Attenzione alle riacutizzazioni
La cronicità della BPCO mina nel tempo la qualità di vita dei pazienti, gradualmente compromessa dal persistere dei sintomi, ma il secondo aspetto della patologia riguarda la sua progressione e la comparsa di riacutizzazioni, fenomeni che colpiscono circa il 30% dei malati.

«La mancata risoluzione della sintomatologia, unita alla bassa aderenza e alla comparsa di riacutizzazioni, porta nel tempo i pazienti ad adottare un incremento della terapia» avverte Blasi. «Lo studio IMPACT dimostra chiaramente che grazie alla triplice terapia già in prima linea si può ottenere una riduzione del rischio di morte in questi malati». Un altro aspetto importante dello studio Impact riguarda all’arruolamento di un alto numero di pazienti, molti dei quali con condizioni che ne avevano determinato l’esclusione in altri trial. «Il disegno dello studio ha avuto il merito di avvicinare le caratteristiche dei pazienti studiati a quanto si riscontra nella real life» commenta Pelaia.

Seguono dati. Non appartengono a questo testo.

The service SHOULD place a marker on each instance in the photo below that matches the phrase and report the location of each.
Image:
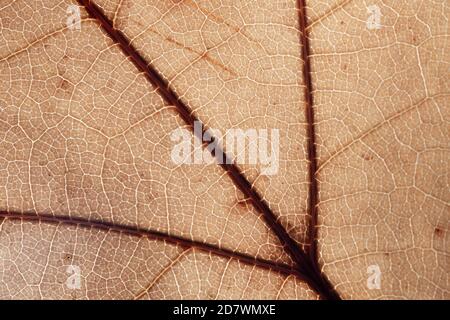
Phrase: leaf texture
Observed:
(87, 179)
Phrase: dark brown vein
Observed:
(304, 264)
(151, 234)
(313, 193)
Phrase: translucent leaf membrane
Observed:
(382, 112)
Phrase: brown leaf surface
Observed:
(87, 179)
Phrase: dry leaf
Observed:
(93, 205)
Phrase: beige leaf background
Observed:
(87, 179)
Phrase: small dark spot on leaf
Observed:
(367, 156)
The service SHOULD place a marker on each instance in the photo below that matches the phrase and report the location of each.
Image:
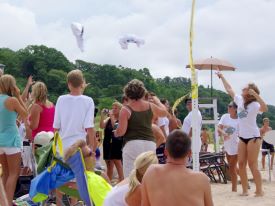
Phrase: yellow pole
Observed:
(194, 93)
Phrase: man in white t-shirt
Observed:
(187, 122)
(74, 113)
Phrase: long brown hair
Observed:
(40, 92)
(250, 98)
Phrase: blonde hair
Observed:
(7, 84)
(40, 92)
(266, 119)
(250, 98)
(75, 78)
(141, 164)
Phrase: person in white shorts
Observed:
(250, 104)
(11, 105)
(135, 124)
(228, 128)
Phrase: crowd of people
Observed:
(143, 139)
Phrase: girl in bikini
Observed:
(250, 104)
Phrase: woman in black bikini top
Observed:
(249, 105)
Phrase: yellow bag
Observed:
(98, 188)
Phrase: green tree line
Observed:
(106, 81)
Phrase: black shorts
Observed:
(265, 145)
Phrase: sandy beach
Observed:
(223, 196)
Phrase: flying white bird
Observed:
(78, 31)
(125, 40)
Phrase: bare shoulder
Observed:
(153, 169)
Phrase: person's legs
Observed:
(242, 161)
(272, 160)
(110, 168)
(14, 163)
(4, 163)
(263, 160)
(119, 169)
(253, 148)
(232, 163)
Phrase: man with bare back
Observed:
(172, 183)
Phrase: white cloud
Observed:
(239, 31)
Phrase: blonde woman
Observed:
(250, 104)
(41, 111)
(11, 105)
(112, 146)
(127, 192)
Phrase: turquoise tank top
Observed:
(9, 135)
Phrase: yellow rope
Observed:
(194, 85)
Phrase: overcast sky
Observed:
(241, 32)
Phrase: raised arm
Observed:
(158, 109)
(226, 85)
(263, 105)
(27, 88)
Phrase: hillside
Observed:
(107, 81)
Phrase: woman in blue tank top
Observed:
(11, 105)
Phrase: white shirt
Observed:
(248, 127)
(73, 114)
(187, 122)
(230, 127)
(116, 197)
(164, 121)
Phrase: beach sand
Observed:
(222, 195)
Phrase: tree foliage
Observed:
(106, 81)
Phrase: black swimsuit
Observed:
(247, 140)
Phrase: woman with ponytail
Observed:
(41, 111)
(250, 104)
(127, 192)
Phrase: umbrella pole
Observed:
(211, 81)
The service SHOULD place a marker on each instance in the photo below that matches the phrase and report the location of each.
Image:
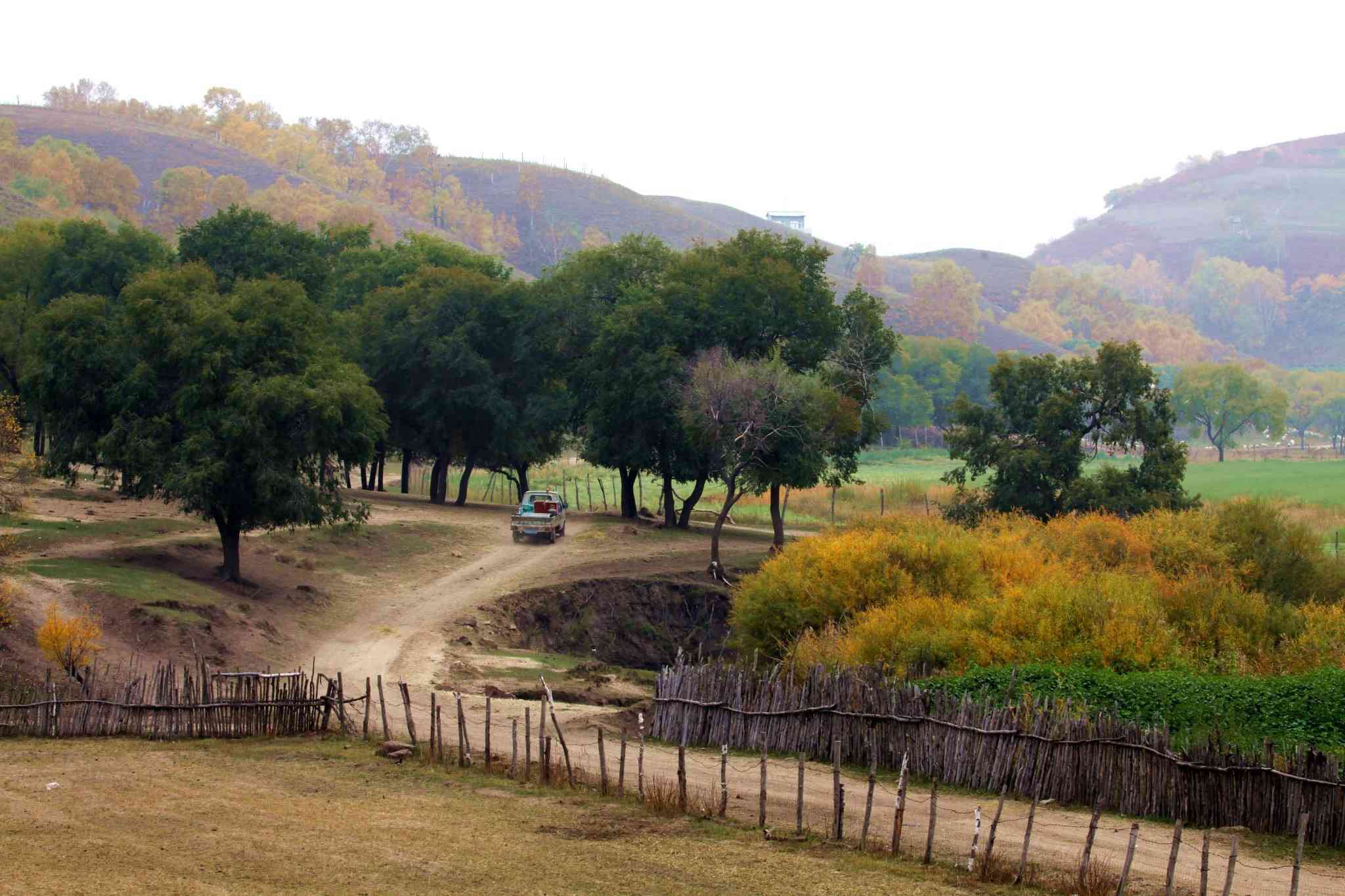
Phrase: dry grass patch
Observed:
(304, 816)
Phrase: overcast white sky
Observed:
(912, 127)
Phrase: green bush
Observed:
(1278, 557)
(1239, 710)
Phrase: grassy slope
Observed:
(1297, 187)
(292, 816)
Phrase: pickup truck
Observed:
(540, 513)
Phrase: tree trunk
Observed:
(437, 475)
(466, 480)
(229, 534)
(776, 519)
(669, 511)
(628, 475)
(697, 489)
(731, 498)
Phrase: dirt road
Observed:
(403, 639)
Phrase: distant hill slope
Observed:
(12, 207)
(556, 211)
(1279, 206)
(1003, 276)
(148, 151)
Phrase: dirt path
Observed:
(403, 634)
(403, 637)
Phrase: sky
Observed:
(912, 127)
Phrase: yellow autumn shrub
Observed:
(70, 641)
(1147, 593)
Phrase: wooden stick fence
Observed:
(175, 702)
(1033, 748)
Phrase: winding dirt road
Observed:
(403, 637)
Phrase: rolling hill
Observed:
(556, 210)
(1279, 207)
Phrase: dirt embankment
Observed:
(638, 624)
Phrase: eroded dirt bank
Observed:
(638, 624)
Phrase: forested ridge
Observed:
(1248, 292)
(244, 373)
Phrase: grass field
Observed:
(906, 477)
(327, 817)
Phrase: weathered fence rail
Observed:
(171, 702)
(1030, 748)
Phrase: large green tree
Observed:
(228, 406)
(757, 417)
(621, 403)
(244, 244)
(1224, 400)
(1047, 417)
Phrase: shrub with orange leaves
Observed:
(70, 641)
(1165, 590)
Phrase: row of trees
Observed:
(244, 375)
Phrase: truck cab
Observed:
(541, 513)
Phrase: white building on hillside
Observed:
(791, 219)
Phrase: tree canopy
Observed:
(1048, 416)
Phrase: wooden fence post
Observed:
(366, 707)
(1026, 837)
(873, 779)
(899, 807)
(439, 733)
(1172, 859)
(1204, 864)
(407, 706)
(975, 839)
(798, 809)
(382, 708)
(541, 730)
(602, 762)
(724, 779)
(433, 706)
(934, 815)
(621, 769)
(681, 778)
(835, 789)
(639, 767)
(1093, 832)
(1298, 852)
(1130, 857)
(762, 809)
(994, 828)
(462, 727)
(1232, 867)
(560, 735)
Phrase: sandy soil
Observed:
(405, 637)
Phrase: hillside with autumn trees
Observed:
(1232, 258)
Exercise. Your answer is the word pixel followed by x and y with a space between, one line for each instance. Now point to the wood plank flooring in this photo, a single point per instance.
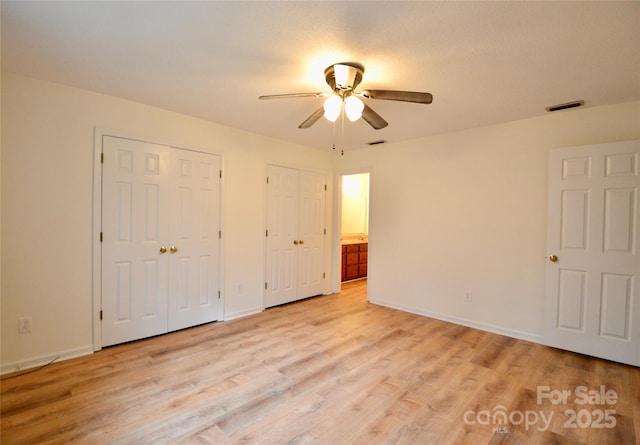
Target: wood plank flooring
pixel 328 370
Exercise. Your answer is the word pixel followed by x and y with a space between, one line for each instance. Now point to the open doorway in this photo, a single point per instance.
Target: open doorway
pixel 354 234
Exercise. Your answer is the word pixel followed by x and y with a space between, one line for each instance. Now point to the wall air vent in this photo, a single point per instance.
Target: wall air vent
pixel 574 104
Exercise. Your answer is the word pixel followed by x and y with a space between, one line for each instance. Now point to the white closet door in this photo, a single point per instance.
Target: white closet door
pixel 295 234
pixel 160 249
pixel 593 293
pixel 135 227
pixel 194 238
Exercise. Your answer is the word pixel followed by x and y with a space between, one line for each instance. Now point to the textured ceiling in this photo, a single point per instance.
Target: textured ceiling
pixel 484 62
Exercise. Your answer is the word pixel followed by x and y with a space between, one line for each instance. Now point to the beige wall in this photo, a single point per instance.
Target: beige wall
pixel 47 205
pixel 466 212
pixel 457 212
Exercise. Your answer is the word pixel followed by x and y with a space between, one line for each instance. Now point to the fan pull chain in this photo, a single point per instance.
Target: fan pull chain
pixel 342 135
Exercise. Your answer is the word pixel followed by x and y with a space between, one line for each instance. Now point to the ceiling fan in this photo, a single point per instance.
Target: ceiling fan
pixel 344 78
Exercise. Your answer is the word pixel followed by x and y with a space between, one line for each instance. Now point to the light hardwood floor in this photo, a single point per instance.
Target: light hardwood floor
pixel 328 370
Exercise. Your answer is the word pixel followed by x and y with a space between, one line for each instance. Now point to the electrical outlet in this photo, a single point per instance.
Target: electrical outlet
pixel 24 325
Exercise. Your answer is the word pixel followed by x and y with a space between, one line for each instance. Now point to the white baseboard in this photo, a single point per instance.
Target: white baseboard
pixel 464 322
pixel 34 362
pixel 241 314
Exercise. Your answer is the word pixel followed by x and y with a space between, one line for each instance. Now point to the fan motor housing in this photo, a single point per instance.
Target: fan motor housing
pixel 352 73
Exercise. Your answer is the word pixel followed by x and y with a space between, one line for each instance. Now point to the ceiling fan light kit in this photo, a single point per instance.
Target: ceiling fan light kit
pixel 344 78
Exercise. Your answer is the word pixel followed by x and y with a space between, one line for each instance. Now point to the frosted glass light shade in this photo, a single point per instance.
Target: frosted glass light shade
pixel 353 107
pixel 332 108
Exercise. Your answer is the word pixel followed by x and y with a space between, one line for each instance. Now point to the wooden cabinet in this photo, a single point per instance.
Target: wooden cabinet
pixel 354 261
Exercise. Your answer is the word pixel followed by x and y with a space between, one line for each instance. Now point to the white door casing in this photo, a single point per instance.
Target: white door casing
pixel 592 303
pixel 295 234
pixel 134 202
pixel 160 252
pixel 194 234
pixel 311 233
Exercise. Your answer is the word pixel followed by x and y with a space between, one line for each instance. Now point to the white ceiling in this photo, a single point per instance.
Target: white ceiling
pixel 484 62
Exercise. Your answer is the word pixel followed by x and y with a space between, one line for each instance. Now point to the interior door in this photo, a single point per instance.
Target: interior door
pixel 295 234
pixel 160 249
pixel 311 233
pixel 592 295
pixel 282 235
pixel 134 270
pixel 194 238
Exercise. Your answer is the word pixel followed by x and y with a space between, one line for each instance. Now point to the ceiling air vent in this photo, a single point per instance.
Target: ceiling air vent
pixel 575 104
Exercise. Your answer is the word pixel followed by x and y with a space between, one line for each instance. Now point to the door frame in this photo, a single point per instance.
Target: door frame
pixel 328 260
pixel 96 244
pixel 336 262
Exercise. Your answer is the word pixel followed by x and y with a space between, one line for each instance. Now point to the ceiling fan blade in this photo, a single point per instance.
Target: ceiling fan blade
pixel 313 118
pixel 287 96
pixel 402 96
pixel 373 118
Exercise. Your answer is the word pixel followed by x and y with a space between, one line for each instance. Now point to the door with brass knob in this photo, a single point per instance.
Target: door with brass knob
pixel 592 301
pixel 155 198
pixel 295 238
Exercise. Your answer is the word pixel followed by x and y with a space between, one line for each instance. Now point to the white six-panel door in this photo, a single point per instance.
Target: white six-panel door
pixel 593 267
pixel 160 223
pixel 194 234
pixel 295 234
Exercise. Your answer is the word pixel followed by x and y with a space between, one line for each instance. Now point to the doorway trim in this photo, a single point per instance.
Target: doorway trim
pixel 96 244
pixel 336 243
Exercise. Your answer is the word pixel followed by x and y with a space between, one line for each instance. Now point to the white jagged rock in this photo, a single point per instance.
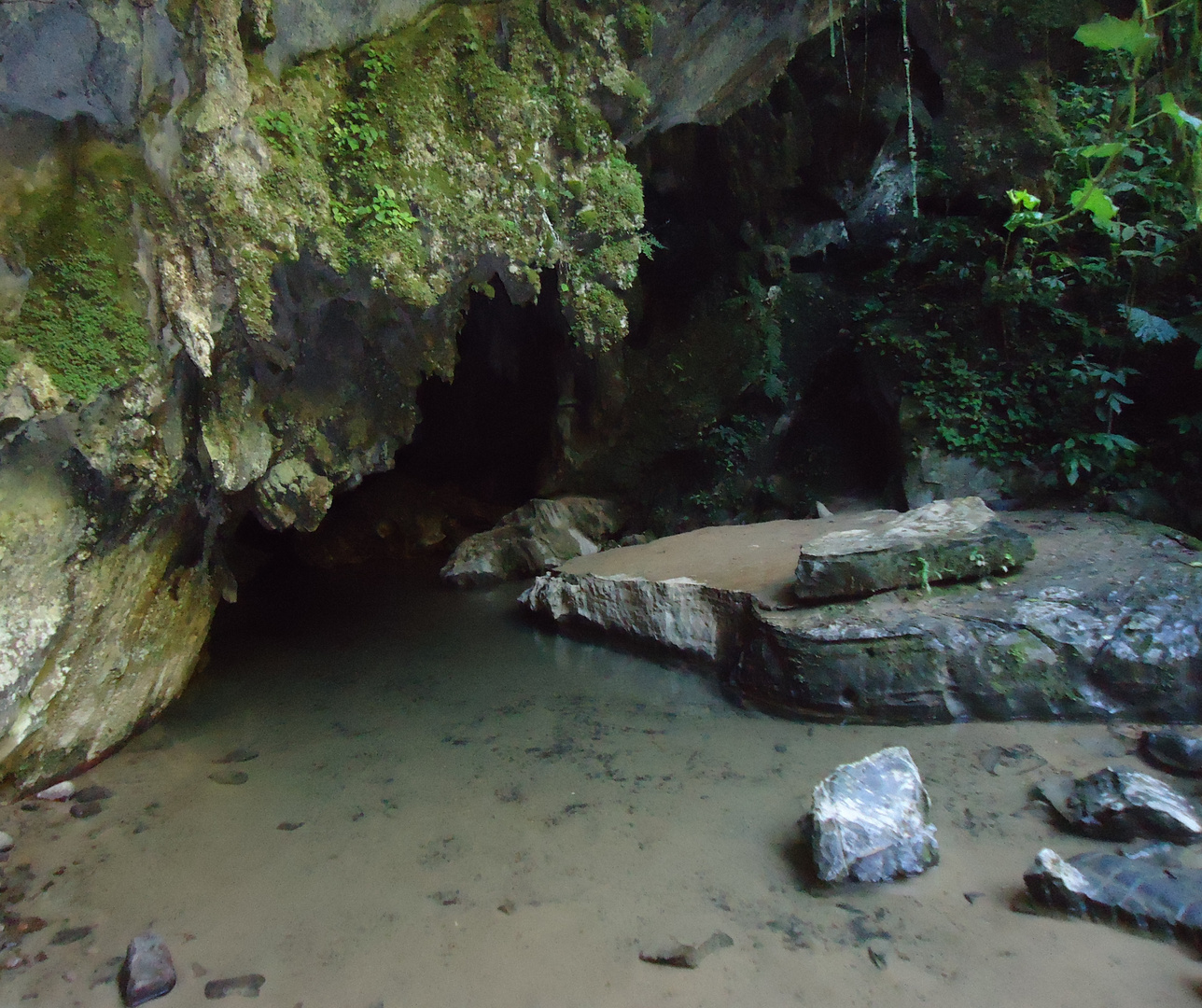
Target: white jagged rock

«I risultati osservati nelle diverse analisi condotte sulla mortalità per tutte le cause sono consistenti tra loro e vanno tutti nella stessa direzione: la triplice terapia fluticasone furoato/umeclidinio/vilanterolo migliora la qualità di vita, la funzione polmonare  e riduce le riacutizzazioni moderate/gravi. Non dovremmo quindi sorprenderci di fronte ai dati di riduzione della mortalità, soprattutto tenendo conto del ruolo dei fattori di rischio per la mortalità nei pazienti con co-morbilità in generale e con BPCO in particolare. La conta degli eosinofili nel sangue può essere di supporto nel discriminare i diversi effetti del trattamenti nei pazienti con il rischio maggiore di riacutizzazioni (≥2 moderate o almeno 1 severa), mentre ha meno impatto nel gruppo con una sola riacutizzazione moderata. Questi risultati sono rilevanti nella pratica clinica, in quanto un più elevato rischio di riacutizzazioni (basato sulla storia precedente) e una maggiore conta di eosinofili ematici supportando l’utilizzo della triplice terapia rispetto a umeclidinio/vilanterolo. Nell’attesa di ulteriori acquisizioni per comprendere il ruolo di questi marcatori, oggi possiamo offrire ai pazienti con BPCO frequenti riacutizzatori un trattamento che consente loro di vivere meglio e più a lungo. In conclusione con la triplice terapia i pazienti stanno meglio. Lo confermano gli stessi pazienti e i clinici, e  anche se queste affermazioni non hanno il rigore scientifico degli studi, la percezione empirica è importante per incoraggiarci a estendere l’utilizzo della triplice terapia a un maggior numero pazienti».